Рукопись из бутылки

    Когда я читал книги, то обратил внимание, как часто в руки авторам попадаются чужие рукописи.
    Они находили их в подземельях и на чердаках, в домах с привидениями и в номерах уездных гостиниц, в чемодане самоубийцы и на листах, в которые были завёрнуты селёдки, две луковицы и штоф русской горькой. А были и более экзотические случаи, когда морская волна вдруг выносила к писательским ногам бутылку, оплетённую водорослями и с небольшим манускриптом внутри. Бутылка с рукописью была даже в брюхе у акулы.
    Поэтому нет ничего удивительного, что однажды и мне в руки попалась бутылка. Там было это. Я ничего не изменял, а лишь исправил кое-какие ошибки и расставил знаки препинания и восклицания.
    Вот эти таинственные письмена:

    /Куда-то подевалась первая страница – была, а теперь нет./

    «… а жить можно и в Украине, особенно, если зарабатывать на жизнь в Германии, Италии или Дании.
    Как было бы хорошо, если бы все уехали в Европу и только бы слали деньги; как замечательно, если бы куда-то делись эти пенсионеры, живучие как тараканы, инвалиды и прочие дети войны.
    Как ни бьётся власть всеми своими ветвями – исполнительной, законодательной и судебной – этим малоимущим всё мало.
    Что ж, это удел любой власти – быть непонятой и неоценённой.

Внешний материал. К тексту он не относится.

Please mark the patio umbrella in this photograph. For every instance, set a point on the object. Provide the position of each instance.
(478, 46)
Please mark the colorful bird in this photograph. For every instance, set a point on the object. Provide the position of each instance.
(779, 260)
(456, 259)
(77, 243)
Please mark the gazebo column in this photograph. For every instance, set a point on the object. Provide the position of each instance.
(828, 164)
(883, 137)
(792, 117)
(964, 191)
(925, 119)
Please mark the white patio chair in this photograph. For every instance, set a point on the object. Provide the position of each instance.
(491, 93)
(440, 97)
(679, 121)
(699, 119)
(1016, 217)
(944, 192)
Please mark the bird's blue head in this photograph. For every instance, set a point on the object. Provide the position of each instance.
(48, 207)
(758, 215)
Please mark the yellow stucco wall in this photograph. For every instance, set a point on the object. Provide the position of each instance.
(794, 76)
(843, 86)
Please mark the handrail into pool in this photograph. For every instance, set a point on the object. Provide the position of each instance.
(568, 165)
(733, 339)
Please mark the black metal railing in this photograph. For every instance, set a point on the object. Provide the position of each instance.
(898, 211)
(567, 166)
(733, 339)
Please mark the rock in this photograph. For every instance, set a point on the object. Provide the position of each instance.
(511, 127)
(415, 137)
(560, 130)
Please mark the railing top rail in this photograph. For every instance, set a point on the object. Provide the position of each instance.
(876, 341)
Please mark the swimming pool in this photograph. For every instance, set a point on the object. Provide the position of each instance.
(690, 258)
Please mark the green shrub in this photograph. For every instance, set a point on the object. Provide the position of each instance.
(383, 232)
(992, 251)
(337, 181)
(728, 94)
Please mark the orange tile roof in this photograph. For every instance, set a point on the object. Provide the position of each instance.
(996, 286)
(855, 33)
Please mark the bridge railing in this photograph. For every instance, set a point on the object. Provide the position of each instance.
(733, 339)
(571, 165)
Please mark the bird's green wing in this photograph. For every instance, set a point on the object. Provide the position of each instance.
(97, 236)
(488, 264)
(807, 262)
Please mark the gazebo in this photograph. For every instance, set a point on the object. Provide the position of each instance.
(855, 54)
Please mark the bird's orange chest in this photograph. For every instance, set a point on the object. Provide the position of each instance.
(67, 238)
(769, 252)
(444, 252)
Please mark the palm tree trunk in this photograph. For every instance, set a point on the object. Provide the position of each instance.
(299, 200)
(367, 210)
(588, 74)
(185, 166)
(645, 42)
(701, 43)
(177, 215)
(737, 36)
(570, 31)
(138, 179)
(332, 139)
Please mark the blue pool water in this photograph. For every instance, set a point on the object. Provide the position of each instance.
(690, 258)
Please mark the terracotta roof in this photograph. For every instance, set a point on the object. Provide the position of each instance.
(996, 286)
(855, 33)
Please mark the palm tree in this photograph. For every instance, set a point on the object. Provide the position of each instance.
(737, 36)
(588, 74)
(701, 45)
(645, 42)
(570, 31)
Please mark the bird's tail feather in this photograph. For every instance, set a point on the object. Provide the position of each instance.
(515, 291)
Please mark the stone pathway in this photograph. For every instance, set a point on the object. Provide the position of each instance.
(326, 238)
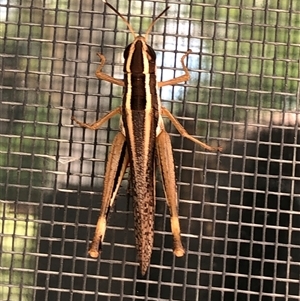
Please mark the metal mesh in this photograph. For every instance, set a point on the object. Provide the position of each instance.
(239, 209)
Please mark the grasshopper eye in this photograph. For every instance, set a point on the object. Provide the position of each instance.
(126, 51)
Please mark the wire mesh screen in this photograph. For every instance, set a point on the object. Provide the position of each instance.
(239, 209)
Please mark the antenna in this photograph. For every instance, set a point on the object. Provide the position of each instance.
(122, 17)
(128, 24)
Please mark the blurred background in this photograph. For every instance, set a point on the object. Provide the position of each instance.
(239, 209)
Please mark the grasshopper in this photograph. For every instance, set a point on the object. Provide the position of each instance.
(142, 143)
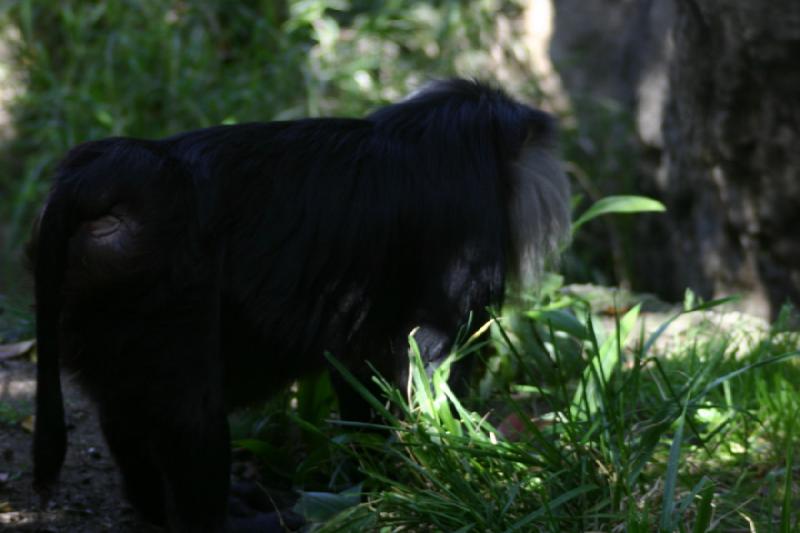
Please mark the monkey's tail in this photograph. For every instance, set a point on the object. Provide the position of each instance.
(47, 253)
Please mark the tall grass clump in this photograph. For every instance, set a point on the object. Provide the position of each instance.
(641, 433)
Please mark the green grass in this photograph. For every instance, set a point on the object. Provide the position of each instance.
(652, 432)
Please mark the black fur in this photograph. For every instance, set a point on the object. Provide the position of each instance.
(182, 277)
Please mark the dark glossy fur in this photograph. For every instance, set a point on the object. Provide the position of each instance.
(182, 277)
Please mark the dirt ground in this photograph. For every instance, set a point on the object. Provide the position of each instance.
(88, 498)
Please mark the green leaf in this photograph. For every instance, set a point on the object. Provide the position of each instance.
(618, 204)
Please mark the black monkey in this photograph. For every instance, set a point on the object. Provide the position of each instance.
(179, 278)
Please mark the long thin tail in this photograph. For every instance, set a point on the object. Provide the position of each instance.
(50, 433)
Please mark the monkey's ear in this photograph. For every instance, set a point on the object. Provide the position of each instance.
(520, 126)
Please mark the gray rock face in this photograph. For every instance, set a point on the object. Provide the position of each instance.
(714, 88)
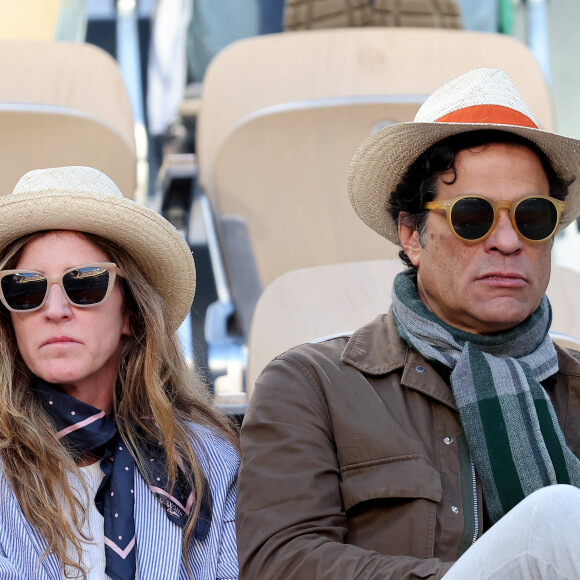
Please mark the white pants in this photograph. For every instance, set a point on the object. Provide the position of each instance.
(537, 539)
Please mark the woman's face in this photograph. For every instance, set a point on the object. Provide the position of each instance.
(76, 348)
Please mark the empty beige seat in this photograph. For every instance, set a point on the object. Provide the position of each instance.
(63, 104)
(283, 171)
(314, 303)
(292, 66)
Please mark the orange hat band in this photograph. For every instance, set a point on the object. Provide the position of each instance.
(492, 114)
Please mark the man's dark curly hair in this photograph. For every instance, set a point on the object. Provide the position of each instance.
(418, 185)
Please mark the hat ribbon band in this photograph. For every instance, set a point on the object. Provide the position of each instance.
(489, 114)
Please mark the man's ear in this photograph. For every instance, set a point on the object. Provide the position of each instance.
(409, 238)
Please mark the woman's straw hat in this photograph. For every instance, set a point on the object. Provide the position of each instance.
(480, 99)
(84, 199)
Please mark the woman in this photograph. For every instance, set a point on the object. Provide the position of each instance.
(114, 464)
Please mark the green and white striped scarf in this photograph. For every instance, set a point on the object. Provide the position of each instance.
(512, 431)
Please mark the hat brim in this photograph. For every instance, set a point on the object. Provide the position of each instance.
(383, 159)
(159, 249)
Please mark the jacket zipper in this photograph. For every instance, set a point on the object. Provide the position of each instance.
(475, 502)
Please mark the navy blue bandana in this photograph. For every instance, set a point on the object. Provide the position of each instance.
(83, 428)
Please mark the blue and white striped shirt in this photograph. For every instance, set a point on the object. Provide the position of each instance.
(158, 539)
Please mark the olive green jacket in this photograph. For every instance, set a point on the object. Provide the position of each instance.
(355, 464)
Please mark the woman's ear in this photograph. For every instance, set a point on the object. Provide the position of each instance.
(409, 238)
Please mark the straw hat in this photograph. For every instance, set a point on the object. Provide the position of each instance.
(85, 200)
(480, 99)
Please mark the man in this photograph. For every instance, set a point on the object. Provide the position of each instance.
(431, 442)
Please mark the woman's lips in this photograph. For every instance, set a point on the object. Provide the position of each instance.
(59, 340)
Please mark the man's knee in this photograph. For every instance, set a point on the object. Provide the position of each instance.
(551, 501)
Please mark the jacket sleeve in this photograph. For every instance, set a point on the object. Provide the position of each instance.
(227, 557)
(290, 518)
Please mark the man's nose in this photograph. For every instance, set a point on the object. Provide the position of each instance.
(504, 237)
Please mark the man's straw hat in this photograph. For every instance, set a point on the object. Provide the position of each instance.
(84, 199)
(480, 99)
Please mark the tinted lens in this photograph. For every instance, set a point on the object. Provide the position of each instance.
(24, 290)
(536, 218)
(86, 286)
(472, 218)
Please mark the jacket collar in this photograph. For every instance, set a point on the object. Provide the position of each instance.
(377, 349)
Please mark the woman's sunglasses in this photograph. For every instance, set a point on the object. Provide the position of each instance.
(472, 218)
(83, 286)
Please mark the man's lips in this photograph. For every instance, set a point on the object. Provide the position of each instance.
(504, 279)
(56, 340)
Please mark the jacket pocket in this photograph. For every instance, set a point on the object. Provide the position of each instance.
(403, 477)
(392, 505)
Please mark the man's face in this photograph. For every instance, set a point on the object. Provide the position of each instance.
(493, 285)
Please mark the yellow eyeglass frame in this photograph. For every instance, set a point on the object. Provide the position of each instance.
(496, 204)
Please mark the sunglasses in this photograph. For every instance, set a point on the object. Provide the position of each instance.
(472, 218)
(83, 286)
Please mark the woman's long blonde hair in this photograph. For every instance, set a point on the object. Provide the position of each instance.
(154, 383)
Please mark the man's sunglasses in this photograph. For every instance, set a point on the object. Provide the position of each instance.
(83, 286)
(472, 218)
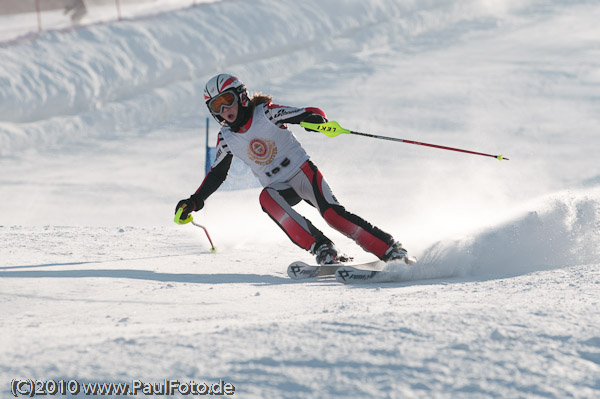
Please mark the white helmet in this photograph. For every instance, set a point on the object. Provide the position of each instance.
(222, 83)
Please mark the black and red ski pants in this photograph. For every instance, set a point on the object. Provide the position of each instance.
(308, 184)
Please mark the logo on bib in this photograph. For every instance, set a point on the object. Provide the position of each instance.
(262, 151)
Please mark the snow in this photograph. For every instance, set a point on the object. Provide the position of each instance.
(102, 132)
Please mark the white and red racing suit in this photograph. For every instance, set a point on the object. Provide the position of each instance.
(283, 167)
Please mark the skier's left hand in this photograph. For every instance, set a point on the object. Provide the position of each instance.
(189, 205)
(314, 118)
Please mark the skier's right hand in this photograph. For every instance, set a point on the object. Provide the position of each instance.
(189, 205)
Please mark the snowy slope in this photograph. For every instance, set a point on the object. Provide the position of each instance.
(102, 132)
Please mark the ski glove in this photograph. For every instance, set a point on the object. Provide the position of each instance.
(189, 205)
(314, 118)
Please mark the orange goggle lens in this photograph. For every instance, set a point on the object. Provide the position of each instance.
(223, 100)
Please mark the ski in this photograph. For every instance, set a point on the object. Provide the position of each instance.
(349, 274)
(302, 271)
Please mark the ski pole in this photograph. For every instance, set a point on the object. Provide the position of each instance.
(190, 218)
(333, 129)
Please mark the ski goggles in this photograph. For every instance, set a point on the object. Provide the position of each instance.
(218, 104)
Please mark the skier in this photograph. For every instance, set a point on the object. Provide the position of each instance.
(254, 129)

И только потом, после очередных выборов, когда придёт другая власть, еще похлеще, старую начинают ценить и вспоминать о ней как об утерянном рае.
    После Кучмы писали на заборах:

                «Данилыч, ты был прав!»;

    после Януковича:

                «Прости, Фёдорыч!»;

    и страшно даже подумать, что скоро напишут:

                «Порошенко, вернись, мы всё простим!»,

    а это очень возможно и даже, скорее всего.


                Часть 1. Попутанный чёртом.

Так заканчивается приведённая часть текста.